TEHRAN (Reuters) – Iran says its Revolutionary Guards had been armed with a new medium-range missile, which analysts say could hit Israel or U.S. bases in the Middle East, after successful tests of the weapon.
The deployment of the Shahab-3 missile, announced by state television, comes as Iran faces mounting scrutiny about a nuclear energy programme which Washington says may be a front for a covert bid to make atomic arms.
State television showed Supreme Leader Ayatollah Ali Khamenei, who heads Iran`s Islamic power structure, attending a military parade where at least one Shahab-3 was on display.
Iran announced earlier this month it had successfully completed tests on the Shahab-3, which analysts say is based on the North Korean Nodong-1 missile but has been improved with Russian technology. Its range is about 1,300 km (800 miles).
Russian-built Sukhoi Su-25 Frogfoot close support aircraft, attack and transport helicopters were also handed over on Sunday to the Revolutionary Guards, which is separate from Iran`s regular army and reports directly to Khamenei.

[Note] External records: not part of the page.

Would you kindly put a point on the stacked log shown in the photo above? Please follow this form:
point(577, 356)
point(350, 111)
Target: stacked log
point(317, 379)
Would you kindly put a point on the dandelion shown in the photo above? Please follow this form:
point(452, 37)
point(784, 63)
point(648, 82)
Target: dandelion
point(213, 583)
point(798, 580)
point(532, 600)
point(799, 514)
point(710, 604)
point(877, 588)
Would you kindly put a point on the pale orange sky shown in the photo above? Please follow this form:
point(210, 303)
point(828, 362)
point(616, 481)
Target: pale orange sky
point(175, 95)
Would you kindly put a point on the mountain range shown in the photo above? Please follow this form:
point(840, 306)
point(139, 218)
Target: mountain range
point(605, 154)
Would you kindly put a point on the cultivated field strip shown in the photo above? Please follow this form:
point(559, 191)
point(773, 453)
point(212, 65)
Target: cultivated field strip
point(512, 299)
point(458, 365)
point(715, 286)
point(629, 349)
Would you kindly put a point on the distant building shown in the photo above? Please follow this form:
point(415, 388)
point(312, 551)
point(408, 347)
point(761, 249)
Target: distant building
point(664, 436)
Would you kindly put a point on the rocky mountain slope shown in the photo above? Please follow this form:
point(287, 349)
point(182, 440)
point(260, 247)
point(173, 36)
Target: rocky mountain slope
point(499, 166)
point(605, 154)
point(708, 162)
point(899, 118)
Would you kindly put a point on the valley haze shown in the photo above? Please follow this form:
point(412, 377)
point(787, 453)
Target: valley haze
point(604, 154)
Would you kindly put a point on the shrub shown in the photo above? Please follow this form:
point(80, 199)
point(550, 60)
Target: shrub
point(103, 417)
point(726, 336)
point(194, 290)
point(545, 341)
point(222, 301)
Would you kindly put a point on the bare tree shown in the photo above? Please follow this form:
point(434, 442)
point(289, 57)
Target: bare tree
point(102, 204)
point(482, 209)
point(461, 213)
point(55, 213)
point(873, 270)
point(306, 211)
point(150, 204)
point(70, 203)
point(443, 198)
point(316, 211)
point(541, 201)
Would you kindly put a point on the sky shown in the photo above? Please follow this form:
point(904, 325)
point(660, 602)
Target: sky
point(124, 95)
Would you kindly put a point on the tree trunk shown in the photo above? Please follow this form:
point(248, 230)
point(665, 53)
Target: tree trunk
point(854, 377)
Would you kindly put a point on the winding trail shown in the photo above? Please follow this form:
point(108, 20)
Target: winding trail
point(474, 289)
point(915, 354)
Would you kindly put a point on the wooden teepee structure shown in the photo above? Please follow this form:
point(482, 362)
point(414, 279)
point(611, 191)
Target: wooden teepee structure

Television did not say how many new missiles, aircraft and helicopters were now at the Revolutionary Guards` disposal.
The armed forces “are ready to confront the enemy with a strong will wherever it is necessary,” television quoted Khamenei as saying at the ceremony.
The news came as government officials continued to deny reports that United Nations inspectors had found enriched uranium in environmental samples taken in Iran.
“We strongly deny the existence of any kind of enriched uranium in Iran,” government spokesman Abdollah Ramazanzadeh told a news conference.